Church Of St Osmund is a Grade II listed building in the Derby local planning authority area, England. First listed on 24 February 1977. Church. 1 related planning application.
Church Of St Osmund
- WRENN ID
- twisted-brass-alder
- Grade
- II
- Local Planning Authority
- Derby
- Country
- England
- Date first listed
- 24 February 1977
- Type
- Church
- Source
- Historic England listing
Description
Church of St Osmund
Parish church of 1904 designed by P.H. Currey, the architect brother of the church's first incumbent. Currey (1864-1942) had worked with Sir A.W. Blomfield before establishing his practice in Derby in 1888.
The church is built of brick with freestone dressings and a graded slate roof.

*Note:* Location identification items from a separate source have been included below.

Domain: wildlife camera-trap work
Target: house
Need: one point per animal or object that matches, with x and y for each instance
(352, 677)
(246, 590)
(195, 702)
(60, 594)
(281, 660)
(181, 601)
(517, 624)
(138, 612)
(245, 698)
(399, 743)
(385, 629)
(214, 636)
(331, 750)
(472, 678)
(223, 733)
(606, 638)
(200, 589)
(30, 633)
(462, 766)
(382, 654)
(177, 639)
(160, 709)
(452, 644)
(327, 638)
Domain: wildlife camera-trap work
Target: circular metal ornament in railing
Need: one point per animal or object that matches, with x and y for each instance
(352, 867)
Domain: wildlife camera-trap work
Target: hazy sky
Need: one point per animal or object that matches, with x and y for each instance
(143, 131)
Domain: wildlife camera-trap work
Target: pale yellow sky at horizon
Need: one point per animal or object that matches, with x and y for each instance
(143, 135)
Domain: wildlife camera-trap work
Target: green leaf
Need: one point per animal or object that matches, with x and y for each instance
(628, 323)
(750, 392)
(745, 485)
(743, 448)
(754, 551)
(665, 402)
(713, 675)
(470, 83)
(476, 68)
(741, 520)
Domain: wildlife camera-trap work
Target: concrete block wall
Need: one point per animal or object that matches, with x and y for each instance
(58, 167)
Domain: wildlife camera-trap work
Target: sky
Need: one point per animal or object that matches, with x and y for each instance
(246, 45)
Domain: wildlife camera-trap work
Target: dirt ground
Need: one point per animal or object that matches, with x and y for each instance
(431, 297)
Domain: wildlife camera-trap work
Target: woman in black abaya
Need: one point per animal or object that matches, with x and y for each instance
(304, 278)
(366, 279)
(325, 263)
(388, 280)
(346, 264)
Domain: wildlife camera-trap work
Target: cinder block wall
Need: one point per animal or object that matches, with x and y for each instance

It follows a simple free Gothic style and comprises an aisled nave with north-west and south-west porches, a chancel with a north organ chamber and vestry, and a south chapel.
The tall nave has a steep roof with eyebrow ventilators and a shingled fleche between nave and chancel, featuring open trefoil arcading to a single bell. The nave is four bays with tall two-light Decorated clerestorey windows and small lancet aisle windows. The north-west porch has a north-east buttress containing a figure of St Osmund in a niche, with the entrance framed by ringed granite shafts leading to recessed doors beneath a tympanum bearing an inscription. The plainer south-west porch has a stepped segmental-pointed arch to west doors. The west front comprises high triple lancets with two cusped narrow windows below. The chancel has one north lancet, two south lancets, and a Decorated three-light east window under chequerwork brick and stone in the gable. The three-bay south chapel has gabled buttresses, a two-light east window, and on the south side, lancets under segmental arches spanning the buttresses. The north organ chamber has two tall high lancets recessed under a segmental arch, with an L-shaped vestry below.
The lofty nave and chancel form a single internal space beneath a seven-bay crown-post roof, with a double truss on corbelled wall shafts marking the junction and supporting the fleche. The nave arcades have round piers of glazed white brick with stepped arches. The aisles have arched-brace roofs and the chapel has quadripartite vaults with freestone ribs. Three arches on the south side of the chancel lead into the chapel, and a high arch on semi-circular responds connects to the organ chamber. The walls are brick. The floor comprises tiles with floorboards beneath the pews and a black-and-white diaper marble floor in the sanctuary.
The church contains several high-quality Anglo-Catholic fixtures. The severely detailed octagonal font bowl sits on an arcaded stem. Stations of the Cross are displayed as plaster-cast panels in the aisle walls. The polygonal wooden pulpit incorporates carvings of the Evangelists, said to be the work of the first incumbent. The banded Chellaston marble reredos features a central arch with a wooden figure of Christ against a mosaic background. The benches have inverted Y-shaped ends, though many have been removed. Choir stalls have carved finials to their ends. A low cast and wrought-iron chancel screen stands on a dwarf wall, above which is a rood beam with traditional rood.